Art contemporain

Contrastes taïwanais

15 Mai 2015 Par Céline Coubray
Fujui Wang, Electromagnetic Soundcape, 2012. (Photo: DR)

Le Casino Luxembourg – Forum d’art contemporain ouvre samedi 16 mai l’exposition «Phantom of Civilization» s’articulant autour du travail de trois artistes taïwanais. Une exposition marquée par une grande poésie et de belles œuvres à découvrir.

L’histoire de cette exposition remonte à quelques années. Tout commence avec l’artiste Hong-Kai Wang qui avait eu la résidence au Casino en 2010 et qui fut invitée par la suite par la commissaire Amy Chang pour le pavillon taiwanais à la Biennale de Venise. À cette occasion, Amy Chang demande à Kevin Muhlen, directeur artistique du Casino, d’écrire un texte sur son travail. C’est alors que s’est mis en place un échange entre les deux commissaires, échange d’idées, de réseaux, de connaissances et d’expositions. Dans un premier temps, ce sont les artistes luxembourgeois Gast Bouschet et Nadine Hilbert qui ont été invités au Cube Project Space, centre d’art que dirige Amy Chang à Taipei. Vient maintenant la seconde étape, celle de la présentation d’artistes taiwanais au Luxembourg.

Fujui Wang, Chi-Tsung Wu et Goang-Ming Yuan sont les trois artistes invités pour «Phantom of Civilization», une exposition co-curatée par Kevin Muhlen et Amy Chang. Loin des clichés d’une technologie high-tech et d’un art marqué par une culture «pop» asiatique, les œuvres qui nous sont données à voir au Casino sont d’une grande poésie et d’une densité qui porte à la réflexion constructive.
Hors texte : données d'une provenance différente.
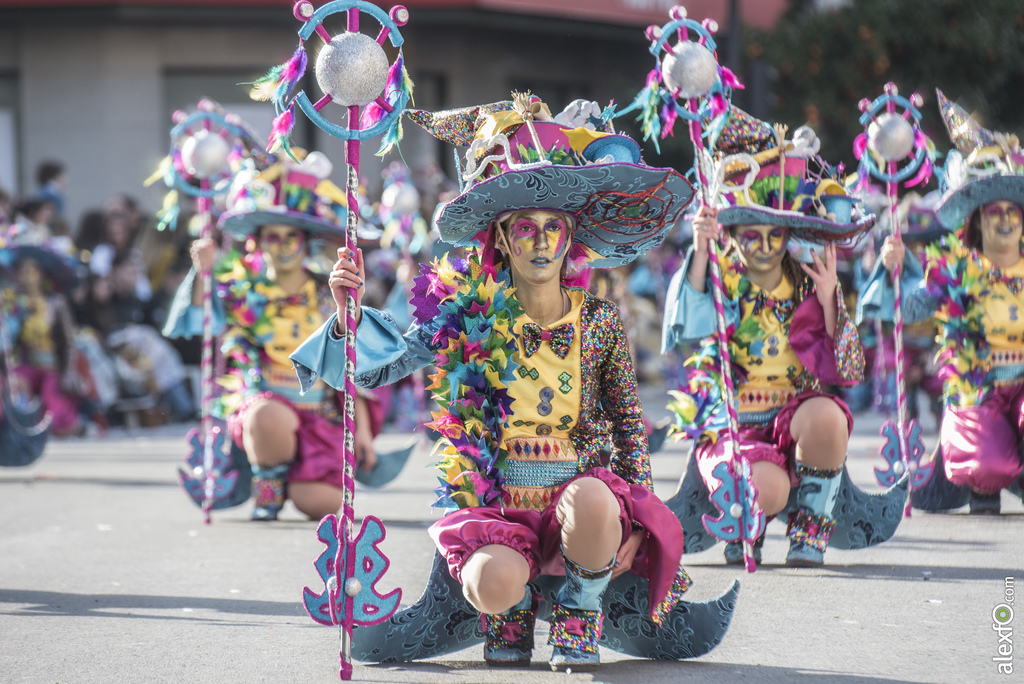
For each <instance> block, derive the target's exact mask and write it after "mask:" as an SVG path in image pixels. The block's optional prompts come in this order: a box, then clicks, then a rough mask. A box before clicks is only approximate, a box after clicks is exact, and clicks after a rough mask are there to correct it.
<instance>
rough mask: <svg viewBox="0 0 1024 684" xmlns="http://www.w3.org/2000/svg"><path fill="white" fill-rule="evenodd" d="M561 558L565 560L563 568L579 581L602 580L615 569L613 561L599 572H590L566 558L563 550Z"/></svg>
mask: <svg viewBox="0 0 1024 684" xmlns="http://www.w3.org/2000/svg"><path fill="white" fill-rule="evenodd" d="M562 558H564V559H565V567H566V568H567V569H568V570H569V572H571V573H572V574H574V575H575V576H578V578H580V579H581V580H602V579H604V578H606V576H608V575H609V574H610V573H611V570H613V569H615V561H614V559H612V561H611V562H610V563H608V564H607V565H605V566H604V567H602V568H601V569H599V570H591V569H588V568H586V567H584V566H583V565H580V564H579V563H577V562H575V561H574V560H572V559H571V558H569V557H568V556H566V555H565V551H564V550H562Z"/></svg>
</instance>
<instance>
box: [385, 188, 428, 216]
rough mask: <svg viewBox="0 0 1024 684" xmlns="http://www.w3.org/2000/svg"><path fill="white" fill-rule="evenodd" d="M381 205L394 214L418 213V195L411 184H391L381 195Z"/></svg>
mask: <svg viewBox="0 0 1024 684" xmlns="http://www.w3.org/2000/svg"><path fill="white" fill-rule="evenodd" d="M381 204H382V205H384V206H385V207H391V209H392V210H393V211H394V212H395V213H396V214H402V215H408V214H415V213H417V212H418V211H420V193H419V191H418V190H417V189H416V186H414V185H413V184H412V183H392V184H391V185H388V186H387V187H385V188H384V191H383V193H382V194H381Z"/></svg>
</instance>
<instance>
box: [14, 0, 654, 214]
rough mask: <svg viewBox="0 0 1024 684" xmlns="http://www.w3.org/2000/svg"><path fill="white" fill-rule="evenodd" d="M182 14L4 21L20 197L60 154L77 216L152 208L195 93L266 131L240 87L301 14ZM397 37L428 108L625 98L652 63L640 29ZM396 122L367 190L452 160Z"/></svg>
mask: <svg viewBox="0 0 1024 684" xmlns="http://www.w3.org/2000/svg"><path fill="white" fill-rule="evenodd" d="M0 18H2V15H0ZM189 20H191V19H189V17H188V16H187V15H185V16H182V17H176V18H175V19H174V20H161V22H155V20H152V19H151V20H145V22H143V20H133V19H130V17H129V18H125V17H124V16H120V17H119V16H115V17H113V18H104V17H98V18H94V19H93V20H88V22H78V23H76V24H75V25H72V24H70V23H67V22H66V23H61V22H60V20H58V17H57V16H53V17H50V18H49V19H48V20H32V22H28V20H26V22H23V23H18V24H15V25H14V26H13V28H5V29H2V30H0V81H2V80H3V79H4V78H5V77H6V78H7V79H8V81H9V82H10V83H16V100H17V102H16V113H17V121H16V126H17V149H16V151H15V155H16V159H17V169H18V175H19V178H20V185H22V188H20V189H22V193H23V195H25V194H30V193H32V191H34V190H35V182H34V178H33V175H34V170H35V168H36V166H37V165H38V164H39V162H41V161H43V160H45V159H51V158H54V159H59V160H61V161H63V162H65V163H66V164H67V167H68V178H67V196H68V203H67V204H68V215H69V219H70V221H71V222H72V225H73V226H74V225H76V223H77V220H78V217H79V216H80V215H81V214H82V213H83V212H84V211H86V210H87V209H90V208H93V207H96V206H98V205H100V204H101V203H102V202H103V200H104V199H106V198H108V197H110V196H111V195H114V194H117V193H127V194H130V195H133V196H135V197H137V198H139V199H140V200H141V201H142V204H143V206H145V207H146V208H147V209H152V210H156V209H157V208H158V207H159V205H160V200H161V197H162V195H163V193H164V189H163V187H159V186H157V187H151V188H143V187H142V180H143V179H144V178H146V177H147V176H148V175H150V174H151V173H152V172H153V170H154V169H155V168H156V167H157V164H158V163H159V161H160V160H161V159H162V158H163V157H164V156H165V155H166V153H167V148H168V143H169V138H168V131H169V128H170V125H171V113H172V112H173V111H174V110H175V109H178V108H184V109H187V108H189V106H193V108H194V106H195V103H196V100H197V99H198V96H199V95H209V96H213V97H215V98H217V99H218V100H219V101H220V102H221V103H222V104H223V105H224V106H225V109H227V110H232V105H233V106H234V108H239V111H240V112H241V113H242V114H243V116H244V117H245V118H247V120H249V122H250V123H251V124H252V125H253V126H254V127H255V128H256V129H257V130H258V131H261V132H263V133H266V132H268V130H269V120H270V118H271V117H272V112H271V111H270V109H269V105H265V104H263V105H255V106H254V104H253V103H252V101H251V100H250V99H249V98H248V94H247V88H246V87H244V86H237V85H236V84H237V83H240V82H242V81H244V80H252V79H254V78H256V77H258V76H259V75H261V74H262V73H264V72H265V71H266V70H267V69H269V68H270V67H272V66H274V65H278V63H281V62H282V61H284V60H285V59H287V58H288V57H289V56H290V55H291V54H292V52H293V50H294V49H295V47H296V44H297V41H296V34H295V31H296V24H295V22H294V20H290V16H288V15H284V16H282V18H281V20H280V22H267V20H266V18H265V17H257V18H254V19H253V20H252V22H249V20H246V19H245V16H244V15H243V16H241V18H240V19H238V20H232V22H231V23H229V24H228V23H220V24H215V25H213V26H210V25H197V24H189ZM0 24H6V23H5V22H2V20H0ZM366 24H367V26H365V27H364V29H365V30H366V31H368V32H370V31H373V30H376V26H374V27H371V26H369V25H370V24H374V23H372V22H367V23H366ZM8 26H10V24H8ZM335 30H340V29H338V28H335ZM403 35H404V37H406V47H404V52H406V61H407V66H408V68H409V70H410V73H411V74H412V76H413V79H414V81H416V82H417V84H418V88H417V90H416V93H415V96H416V102H415V105H416V106H419V108H423V109H430V110H436V109H443V108H455V106H467V105H471V104H478V103H483V102H490V101H495V100H499V99H503V98H507V97H508V96H509V92H510V90H511V89H512V88H518V89H531V90H534V92H535V93H537V94H539V95H541V96H542V97H544V98H545V99H546V100H547V101H548V102H549V104H550V105H551V106H552V109H553V110H555V111H557V110H560V109H561V108H562V106H564V105H565V104H567V103H568V100H569V99H571V98H574V97H587V98H590V99H596V100H598V101H599V102H601V103H602V104H605V103H607V102H608V100H609V99H611V98H614V99H615V101H616V102H617V103H620V104H624V103H627V102H629V101H630V100H631V98H632V97H633V95H634V94H635V93H636V92H637V91H638V90H639V89H640V87H641V86H642V85H643V83H644V78H645V76H646V74H647V71H648V70H649V69H650V68H651V66H652V61H651V56H650V54H649V53H648V52H647V43H646V40H645V39H644V38H643V34H642V32H641V31H640V30H639V29H637V28H636V27H612V26H606V25H596V24H585V23H580V22H568V20H555V19H550V18H538V17H527V16H517V15H507V14H496V13H487V12H443V11H423V12H421V13H417V15H415V16H414V17H413V20H412V22H411V23H410V25H408V26H407V27H406V28H404V29H403ZM314 41H315V39H313V41H310V45H311V46H313V45H314V44H315V43H318V41H315V43H314ZM314 55H315V47H314V48H313V49H311V50H310V69H309V70H308V71H307V80H306V83H305V87H306V89H307V90H308V91H309V95H310V97H311V98H312V99H314V100H315V99H317V98H318V96H319V91H318V89H317V88H316V86H315V82H314V80H313V78H312V71H313V70H312V68H311V67H312V60H313V59H314ZM0 85H2V84H0ZM206 89H210V90H213V91H215V92H205V90H206ZM186 95H187V99H186ZM170 100H177V101H170ZM2 108H3V102H2V101H0V109H2ZM324 113H325V115H326V116H328V117H329V118H331V119H332V120H334V121H336V122H343V121H344V112H343V111H342V110H341V109H340V108H336V106H334V105H329V106H328V108H327V109H326V110H325V112H324ZM250 117H251V118H250ZM297 118H298V119H299V120H301V119H303V117H302V116H301V115H299V117H297ZM404 130H406V139H404V140H403V142H402V144H401V157H398V156H397V155H393V156H391V157H390V158H389V159H387V160H384V161H382V160H379V159H377V158H376V157H374V153H375V152H376V151H377V145H378V141H377V140H370V141H367V142H366V143H364V144H362V149H361V156H360V160H361V162H360V166H361V176H362V178H364V179H365V180H366V181H367V184H368V186H369V187H370V190H371V194H372V195H373V194H374V191H375V190H376V189H377V188H378V187H379V185H380V182H381V180H380V170H381V169H382V168H383V166H384V165H385V164H386V163H389V162H390V161H391V160H392V159H403V160H404V161H406V162H407V163H409V165H410V166H412V167H414V169H415V168H418V167H422V166H423V165H424V164H425V163H426V161H427V160H428V159H431V158H433V159H436V160H440V161H441V164H442V167H443V168H445V169H447V170H449V171H450V172H451V171H452V170H453V167H454V164H453V162H452V161H451V159H452V151H451V149H450V148H444V147H443V146H442V145H441V144H440V143H439V142H437V141H436V140H434V139H433V138H431V137H430V136H428V135H426V134H425V133H423V132H422V131H420V130H419V129H418V128H417V127H416V126H415V125H414V124H412V123H408V122H407V123H406V124H404ZM295 137H296V141H297V142H298V143H305V144H308V145H310V146H312V147H315V148H318V149H322V151H323V152H325V153H326V154H327V155H328V156H329V157H330V158H331V159H332V160H333V161H334V162H335V173H334V180H335V181H336V182H337V183H338V184H340V185H343V184H344V155H343V143H342V142H340V141H338V140H335V139H333V138H330V137H329V136H327V135H326V134H324V133H322V132H321V131H318V130H317V129H315V128H314V127H311V126H308V125H307V124H305V123H300V124H299V128H298V129H297V130H296V136H295ZM0 154H2V152H0ZM0 168H2V159H0Z"/></svg>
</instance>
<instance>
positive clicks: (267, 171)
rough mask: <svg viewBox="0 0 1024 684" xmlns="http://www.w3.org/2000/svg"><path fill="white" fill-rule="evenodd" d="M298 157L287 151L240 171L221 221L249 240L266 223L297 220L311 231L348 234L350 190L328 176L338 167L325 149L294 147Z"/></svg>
mask: <svg viewBox="0 0 1024 684" xmlns="http://www.w3.org/2000/svg"><path fill="white" fill-rule="evenodd" d="M292 152H293V153H294V154H295V157H296V159H298V160H299V162H298V163H296V162H295V161H293V160H292V159H290V158H288V157H282V158H280V159H279V160H278V162H276V163H275V164H272V165H270V166H269V167H267V168H266V169H264V170H263V171H258V170H257V169H256V167H255V165H252V164H250V165H249V166H248V167H247V168H246V169H244V170H242V171H241V172H239V175H238V176H237V177H236V179H234V181H233V182H232V183H231V187H230V189H229V190H228V194H227V210H226V211H225V212H224V213H223V214H221V216H220V227H221V229H222V230H225V231H227V232H229V233H231V234H232V236H233V237H234V238H238V239H240V240H244V239H246V238H248V237H249V236H252V234H255V233H256V232H257V231H258V229H259V228H260V226H263V225H270V224H283V225H293V226H295V227H297V228H301V229H302V230H305V231H306V232H308V233H309V234H310V237H317V236H318V237H330V236H344V234H345V216H346V214H345V211H346V210H345V205H346V198H345V193H344V191H343V190H342V189H341V188H339V187H338V186H337V185H335V184H334V183H333V182H331V181H330V180H329V179H328V177H329V176H330V175H331V172H332V171H333V169H334V167H333V165H332V164H331V161H330V160H329V159H328V158H327V157H326V156H325V155H323V154H322V153H318V152H312V153H309V154H308V155H307V154H305V151H303V149H299V148H295V147H293V148H292Z"/></svg>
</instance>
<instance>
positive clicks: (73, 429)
mask: <svg viewBox="0 0 1024 684" xmlns="http://www.w3.org/2000/svg"><path fill="white" fill-rule="evenodd" d="M14 373H15V374H16V375H17V377H18V378H19V379H20V380H22V382H24V383H25V384H26V385H27V386H28V387H29V391H30V392H31V393H32V394H33V395H34V396H38V397H39V398H40V399H41V400H42V402H43V405H44V407H45V408H46V411H48V412H49V413H50V416H51V417H52V421H53V422H52V423H50V429H51V430H52V431H53V434H55V435H57V436H63V435H68V434H71V433H72V432H74V431H75V430H76V429H77V428H78V425H79V418H78V408H79V403H80V401H81V399H79V398H78V397H76V396H71V395H69V394H65V392H63V390H61V389H60V374H59V373H58V372H57V371H54V370H48V369H42V368H35V367H31V366H19V367H17V368H16V369H14Z"/></svg>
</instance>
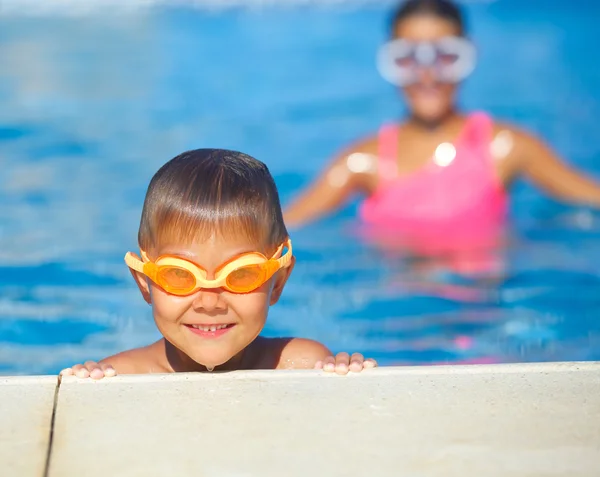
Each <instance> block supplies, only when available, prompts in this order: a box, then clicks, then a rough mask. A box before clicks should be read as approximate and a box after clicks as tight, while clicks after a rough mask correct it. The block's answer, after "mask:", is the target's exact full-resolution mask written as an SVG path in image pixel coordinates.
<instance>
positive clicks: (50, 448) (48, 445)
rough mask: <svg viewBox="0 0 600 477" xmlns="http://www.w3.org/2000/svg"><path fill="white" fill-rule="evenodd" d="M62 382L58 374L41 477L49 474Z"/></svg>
mask: <svg viewBox="0 0 600 477" xmlns="http://www.w3.org/2000/svg"><path fill="white" fill-rule="evenodd" d="M61 382H62V376H61V375H60V374H59V375H58V380H57V381H56V388H55V389H54V403H53V405H52V415H51V417H50V434H49V436H48V450H47V452H46V463H45V464H44V473H43V477H49V476H50V459H51V458H52V445H53V444H54V423H55V421H56V411H57V408H58V392H59V390H60V383H61Z"/></svg>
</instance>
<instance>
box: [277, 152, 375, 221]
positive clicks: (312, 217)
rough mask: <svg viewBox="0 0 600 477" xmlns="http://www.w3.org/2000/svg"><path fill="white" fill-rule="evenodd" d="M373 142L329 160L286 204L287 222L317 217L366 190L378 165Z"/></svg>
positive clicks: (341, 206)
mask: <svg viewBox="0 0 600 477" xmlns="http://www.w3.org/2000/svg"><path fill="white" fill-rule="evenodd" d="M370 146H371V144H370V143H369V142H368V141H365V142H363V143H361V144H357V145H355V146H353V147H351V148H349V149H348V150H346V151H344V152H343V153H342V154H340V155H339V156H338V157H337V158H336V159H335V160H334V161H333V162H332V163H330V164H329V166H328V167H327V168H326V169H325V170H324V171H322V172H321V173H320V176H319V177H318V178H317V179H316V180H315V181H314V182H313V183H312V184H310V185H309V186H308V187H307V188H306V189H305V190H304V191H302V192H301V193H300V195H298V196H297V197H296V198H295V199H294V200H293V201H292V203H291V204H290V205H289V206H288V207H286V209H285V210H284V214H283V215H284V219H285V223H286V225H287V226H288V227H297V226H301V225H304V224H306V223H308V222H312V221H314V220H317V219H319V218H321V217H323V216H325V215H328V214H330V213H332V212H334V211H335V210H337V209H339V208H340V207H342V206H343V205H344V204H345V203H346V202H347V201H348V200H349V199H350V198H351V197H352V196H353V195H354V194H356V193H358V192H365V191H366V189H367V182H368V179H369V176H371V175H372V174H373V172H374V170H375V167H376V158H374V156H371V154H370V153H369V152H368V151H369V150H370V149H371V147H370ZM370 157H373V158H372V159H370ZM361 161H362V163H361Z"/></svg>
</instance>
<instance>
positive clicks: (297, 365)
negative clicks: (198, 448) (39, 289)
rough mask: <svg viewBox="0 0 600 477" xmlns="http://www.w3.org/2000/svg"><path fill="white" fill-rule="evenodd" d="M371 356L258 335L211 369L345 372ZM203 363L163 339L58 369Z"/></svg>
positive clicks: (196, 371) (145, 366) (314, 345)
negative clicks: (332, 349)
mask: <svg viewBox="0 0 600 477" xmlns="http://www.w3.org/2000/svg"><path fill="white" fill-rule="evenodd" d="M376 366H377V363H376V361H375V360H373V359H365V358H364V357H363V355H362V354H360V353H353V354H352V355H349V354H348V353H344V352H342V353H338V354H337V355H336V356H335V357H334V356H333V355H332V353H331V351H329V350H328V349H327V348H326V347H325V346H324V345H322V344H321V343H318V342H316V341H312V340H306V339H302V338H263V337H258V338H257V339H256V340H255V341H254V342H253V343H252V344H251V345H250V346H248V348H246V349H245V350H244V352H243V355H241V356H238V357H234V358H232V359H231V360H230V361H228V362H227V363H225V364H224V365H222V366H217V367H215V368H214V370H213V371H214V372H224V371H236V370H249V369H275V370H278V369H321V370H323V371H325V372H335V373H336V374H341V375H344V374H348V372H355V373H357V372H360V371H362V370H363V369H368V368H373V367H376ZM206 371H207V369H206V366H203V365H201V364H199V363H196V362H194V361H192V360H190V359H189V357H187V356H185V355H182V353H181V352H180V351H179V350H177V349H176V348H174V347H173V345H171V344H170V343H169V342H168V341H166V340H165V339H160V340H158V341H157V342H155V343H153V344H151V345H149V346H145V347H142V348H135V349H132V350H128V351H124V352H122V353H118V354H116V355H114V356H110V357H108V358H105V359H103V360H102V361H100V362H97V363H96V362H95V361H87V362H85V363H84V364H78V365H75V366H73V367H71V368H67V369H64V370H63V371H61V375H63V376H76V377H79V378H92V379H102V378H104V377H113V376H116V375H117V374H157V373H159V374H163V373H177V372H206Z"/></svg>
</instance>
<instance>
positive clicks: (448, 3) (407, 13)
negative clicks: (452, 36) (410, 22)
mask: <svg viewBox="0 0 600 477" xmlns="http://www.w3.org/2000/svg"><path fill="white" fill-rule="evenodd" d="M417 15H431V16H434V17H436V18H440V19H442V20H446V21H449V22H450V23H454V25H455V26H456V29H457V31H458V34H459V35H460V36H464V35H465V30H466V28H465V21H464V18H463V14H462V12H461V10H460V8H459V7H458V5H457V4H456V3H454V2H453V1H452V0H407V1H404V2H402V3H400V4H399V5H398V7H397V8H396V10H395V11H394V12H393V13H392V18H391V21H390V26H391V33H392V35H391V36H392V37H393V36H394V35H395V32H396V27H397V26H398V24H399V23H401V22H402V21H404V20H406V19H408V18H411V17H413V16H417Z"/></svg>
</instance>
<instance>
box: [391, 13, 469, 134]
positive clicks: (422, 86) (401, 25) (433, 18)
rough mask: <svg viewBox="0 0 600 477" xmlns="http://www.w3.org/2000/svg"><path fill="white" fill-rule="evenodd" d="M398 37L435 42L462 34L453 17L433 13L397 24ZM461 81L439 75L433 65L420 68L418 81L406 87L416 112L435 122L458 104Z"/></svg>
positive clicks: (404, 92)
mask: <svg viewBox="0 0 600 477" xmlns="http://www.w3.org/2000/svg"><path fill="white" fill-rule="evenodd" d="M394 33H395V38H396V39H400V38H401V39H404V40H408V41H410V42H435V41H437V40H440V39H442V38H444V37H448V36H459V31H458V28H457V26H456V25H455V24H454V23H452V22H451V21H448V20H445V19H442V18H438V17H435V16H433V15H427V14H423V15H415V16H412V17H409V18H406V19H405V20H402V21H401V22H400V23H398V24H397V25H396V29H395V32H394ZM456 90H457V85H456V84H453V83H444V82H440V81H438V80H437V79H436V77H435V75H434V74H433V72H432V71H431V69H429V68H427V67H423V68H420V69H419V73H418V81H417V82H415V83H413V84H411V85H409V86H406V87H404V88H403V89H402V91H403V93H404V95H405V97H406V101H407V103H408V106H409V108H410V109H411V111H412V113H413V116H415V117H416V118H418V119H420V120H422V121H424V122H427V123H435V122H437V121H440V120H441V119H442V118H443V117H444V116H446V115H447V114H448V113H449V112H451V111H452V109H453V108H454V97H455V95H456Z"/></svg>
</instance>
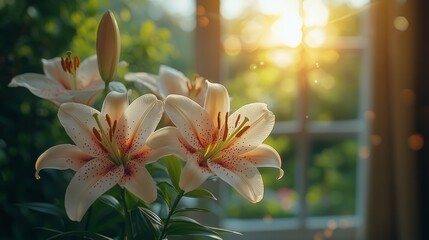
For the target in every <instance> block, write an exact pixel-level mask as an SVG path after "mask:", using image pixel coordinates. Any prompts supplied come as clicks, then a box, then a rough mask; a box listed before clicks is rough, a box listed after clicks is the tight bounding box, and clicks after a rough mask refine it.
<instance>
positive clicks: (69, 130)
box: [9, 11, 283, 240]
mask: <svg viewBox="0 0 429 240" xmlns="http://www.w3.org/2000/svg"><path fill="white" fill-rule="evenodd" d="M119 36H120V35H119V29H118V26H117V23H116V20H115V17H114V14H113V13H112V12H111V11H108V12H107V13H106V14H105V15H104V16H103V18H102V19H101V22H100V24H99V27H98V32H97V45H96V52H97V56H92V57H89V58H87V59H85V60H84V61H82V62H80V60H79V58H78V57H77V56H73V54H72V53H70V52H69V53H67V56H66V57H64V58H54V59H51V60H42V63H43V70H44V74H43V75H42V74H34V73H26V74H22V75H19V76H16V77H15V78H13V79H12V81H11V83H10V84H9V86H12V87H13V86H23V87H26V88H28V89H29V90H30V91H31V92H32V93H33V94H35V95H36V96H38V97H41V98H44V99H47V100H49V101H51V102H53V103H54V104H55V105H56V106H58V118H59V121H60V123H61V125H62V126H63V128H64V130H65V131H66V133H67V134H68V136H69V137H70V138H71V140H72V141H73V142H74V144H60V145H56V146H53V147H51V148H49V149H47V150H46V151H45V152H44V153H42V154H41V155H40V157H39V158H38V159H37V161H36V164H35V170H36V173H35V175H36V178H37V179H39V178H40V175H42V176H43V174H42V173H41V172H40V171H41V170H43V169H49V168H50V169H60V170H65V169H71V170H73V171H75V174H74V176H73V177H72V179H71V181H70V183H69V185H68V187H67V189H66V192H65V198H64V206H65V213H66V215H67V217H68V218H69V219H70V220H72V221H77V222H80V221H85V222H86V226H90V225H91V224H95V223H91V219H94V218H91V215H94V214H95V213H94V211H93V210H92V205H94V204H95V203H96V202H101V203H104V205H102V206H103V207H106V208H109V207H111V208H113V209H114V210H115V211H114V212H115V213H116V215H115V216H111V215H109V216H110V217H111V218H116V219H119V220H117V223H118V224H117V225H116V228H115V229H114V230H113V231H112V230H110V231H107V232H108V233H109V234H105V233H103V232H94V231H91V229H90V228H88V227H85V228H84V229H79V230H68V231H60V230H54V229H47V228H45V230H48V231H49V233H50V239H60V238H85V239H88V238H90V239H160V240H161V239H167V238H168V237H169V236H176V235H183V236H206V237H209V238H213V239H221V234H220V233H222V232H229V233H233V234H238V233H236V232H234V231H230V230H226V229H220V228H216V227H210V226H205V225H203V224H201V223H199V222H198V221H196V220H195V219H193V218H192V217H190V216H192V215H189V213H191V212H193V211H197V212H198V211H206V210H205V209H202V208H190V207H186V206H183V204H181V200H182V199H184V198H211V199H214V200H215V199H216V197H215V196H214V195H213V194H212V193H211V192H210V191H209V190H207V189H205V188H203V187H202V184H203V183H204V182H205V181H207V180H211V179H217V178H218V179H221V180H223V181H225V182H226V183H228V184H229V185H231V186H232V187H233V188H234V189H235V190H236V191H237V192H238V193H240V194H241V195H242V196H243V197H244V198H245V199H247V200H249V201H250V202H253V203H256V202H259V201H261V199H262V198H263V194H264V185H263V182H262V177H261V174H260V173H259V171H258V169H257V168H258V167H274V168H277V169H279V175H278V178H281V177H282V175H283V170H282V169H281V159H280V156H279V154H278V153H277V151H276V150H275V149H274V148H272V147H271V146H269V145H266V144H263V141H264V140H265V139H266V138H267V137H268V136H269V134H270V133H271V130H272V128H273V126H274V121H275V117H274V115H273V113H272V112H271V111H269V110H268V109H267V106H266V104H263V103H251V104H248V105H245V106H243V107H241V108H239V109H238V110H236V111H235V112H231V109H230V98H229V94H228V91H227V89H226V88H225V87H224V86H223V85H221V84H218V83H211V82H209V81H208V80H206V79H204V78H202V77H200V76H196V77H195V78H194V79H193V80H192V81H191V80H189V79H188V78H187V77H186V76H185V75H184V74H182V73H181V72H179V71H177V70H175V69H173V68H170V67H167V66H161V68H160V71H159V74H158V75H153V74H148V73H128V74H126V75H125V77H124V78H125V80H127V81H131V82H135V83H136V84H143V85H145V86H146V87H147V88H148V89H150V90H151V91H152V93H147V94H143V95H141V96H139V97H137V98H136V99H134V100H133V101H131V103H130V99H129V98H130V94H129V92H130V90H129V89H126V87H125V85H124V84H123V83H121V82H117V81H113V80H114V79H115V78H116V69H117V67H118V65H120V64H121V62H120V61H119V55H120V37H119ZM103 90H104V91H103ZM100 96H101V97H103V98H104V100H103V98H102V99H101V100H102V106H101V109H100V110H97V109H95V108H94V107H92V105H93V104H94V102H96V100H97V99H98V98H99V97H100ZM163 116H164V117H165V118H166V119H167V121H163V123H164V124H162V126H161V124H160V121H161V119H162V118H163ZM45 207H46V206H45ZM33 208H34V206H33ZM38 208H39V210H41V211H45V212H48V209H43V208H44V206H43V205H39V206H38ZM101 212H103V211H101ZM104 220H105V221H106V222H108V221H109V220H110V219H109V218H106V219H104ZM96 224H103V223H96Z"/></svg>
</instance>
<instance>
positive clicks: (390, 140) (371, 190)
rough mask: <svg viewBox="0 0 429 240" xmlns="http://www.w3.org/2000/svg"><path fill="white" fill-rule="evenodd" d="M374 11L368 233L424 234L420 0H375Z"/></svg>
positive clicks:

Chaque artiste a la possibilité d’investir une salle par œuvre présentée, laissant ainsi aux visiteurs l’occasion de s’immerger pleinement dans les travaux qui aspirent à la contemplation.

Trois univers complémentaires

Fujui Wang est un des pionniers du son expérimental. Il possède son propre label noise et n’hésite pas à se produire lors de performances, comme le soir du vernissage au Casino, samedi 16 mai à 18h30. La ville de Taipei est son terrain de jeu. À Luxembourg, il présente une installation que les visiteurs peuvent activer: muni d’un petit boîtier, il faut parcourir une structure métallique géométrique accrochée dans l’espace pour découvrir les différents sons de la métropole (bus, métro, bribes de conversation, mais aussi tout un tas de sons que l’on n’identifie pas). Dans une autre salle, c’est une forêt de lumières suspendues qu’il est possible de traverser. À chaque fois qu’une lumière s’allume, elle provoque un grésillement qui est amplifié à travers un mini haut-parleur. Paysage sonore d’une forêt artificielle.

Dans la grande salle de l’étage, on est captivé par la grande projection immersive de Goang-Ming Yuan. Dans cette vidéo, il interroge la notion de «maison». Tournée l’année où il a eu à la fois le bonheur de voir naître son premier enfant, mais aussi la douleur de perdre son père, l’artiste interroge ses racines, creuse son passé chinois, tout en devant faire face à sa réalité et la (re)construction de sa propre maison. Le tournage est réalisé à l’aide de trois caméras qui nous permettent d’être immergés dans l’image et de nous plonger pleinement dans cette quête identitaire qui n’est à aucun moment pesante. Il faudra également prendre le temps de voir ses deux autres vidéos qui pourraient avoir comme point commun l’ambiguïté et l’inconfort, domestique pour l’une, sociétale pour l’autre.

Enfin, ne ratez surtout pas les œuvres de Chi-Tsung Wu qui opèrent une liaison fructueuse entre monde moderne et traditions anciennes. Ayant étudié la calligraphie chinoise traditionnelle et l’art vidéo, Chi-Tsung fait la synthèse de ces deux pôles d’intérêt. Grâce à des médiums techniques (la projection, l’enregistrement, la lumière, le plastique), il construit des œuvres marquées par une approche tout orientale, empreinte de traditions chinoises. Il essaie de trouver un équilibre entre ces différentes lignes de force, ces influences, et créer des espaces en changement perpétuel, aux moyens finalement low-tech qui ouvrent des espaces denses et légers à la fois. À travers ses œuvres, on ressent les différentes influences que reçoit ce pays, et qui proviennent de Chine, du Japon et des États-Unis.

Cette exposition témoigne d’un art taïwanais marqué par une grande sensibilité, comme autant de paysages à parcourir, dans une société où la technologie est omniprésente, mais sait se faire discrète, n’hésite pas à triturer ses racines culturelles, invite à une contemplation méditative contre une consommation de masse. Un beau moment à partager ou à découvrir seul.

Vernissage samedi 16 mai de 17h à 20h. Jusqu’au 6 septembre 2015.